Tras recibir una fuerte presión internacional para que actuase, la Unión Europea envió dos delegaciones, una de ella liderada por Mário Soares, en la primera mitad de 1998, para visitar Argelia e investigar las masacres. Sus informes acusaron a los grupos armados islamistas. Las ciudades se volvieron más seguras pronto, aunque las masacres continuaron en las zonas rurales. La política del GIA de masacrar civiles ya había provocado una división entre sus comandantes, pues algunos rechazaban esta política. El 14 de septiembre de 1998 este desacuerdo se formalizó con la formación del Grupo Salafista para la Predicación y el Combate (GSPC), con base en las montañas al oeste de Cabilia y liderados por Hassan Hattab.

El 11 de septiembre Zéroual sorprendió a los observadores al anunciar su dimisión. Se prepararon nuevas elecciones y el 15 de abril de 1999 el exluchador por la independencia Abdelaziz Bouteflika, respaldado por el ejército, fue elegido presidente con, de acuerdo los datos oficiales, el 74% de los votos. El resto de los candidatos se habían retirado poco antes alegando su preocupación por los fraudes electorales. Bouteflika continuó las negociaciones con el AIS y el 5 de junio el AIS aceptó, en principio, disolverse. Bouteflika más tarde perdonó a numerosos prisioneros islamistas encerrados por faltas menores y decretó la Ley de Armonía Civil, una ley que permitía a los combatientes islamistas no culpables de asesinato ni violación escapar a toda persecución si se entregaban, ese mismo año cerca de 5000 guerrilleros se acogieron a la ley.[40] Esta ley fue aprobada finalmente en referendo el 16 de septiembre de 1999 y numerosos combatientes, entre ellos Mustafa Kartali, se aprovecharon de ella al entregarse y volver a su vida normal—enfadando en ocasiones a los que habían sufrido por las guerrillas. Los líderes del FIS expresaron su disgusto con los resultados, pues creían que el AIS había dejado de luchar sin resolver nada; pero su portavoz principal fuera de la prisión, Abdelkader Hachani, fue asesinado el 22 de noviembre. La violencia disminuyó, aunque no cesó por completo, y Argelia empezó a recobrar la sensación de normalidad.

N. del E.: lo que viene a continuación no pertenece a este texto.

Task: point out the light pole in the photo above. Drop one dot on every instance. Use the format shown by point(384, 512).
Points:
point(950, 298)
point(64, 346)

El AIS se desbandó totalmente tras el 11 de enero de 2000, tras negociar una amnistía especial con el gobierno. El GIA, desgarrado por las escisiones y las deserciones y denunciado por todos los bandos, incluso los islamistas, fue destruido lentamente por las operaciones del ejército de los años siguientes; en el momento de la muerte de Antar Zouabri a principios de 2002 estaba prácticamente desarticulado. Los esfuerzos del gobierno recibieron un espaldarazo tras atentados del 11 de septiembre de 2001. La simpatía del gobierno estadounidense por el gobierno argelino se incrementó, y la expresó mediante acciones como congelar los activos del GIA y el GSPC y abastecer al ejército de sistemas de visión infrarroja.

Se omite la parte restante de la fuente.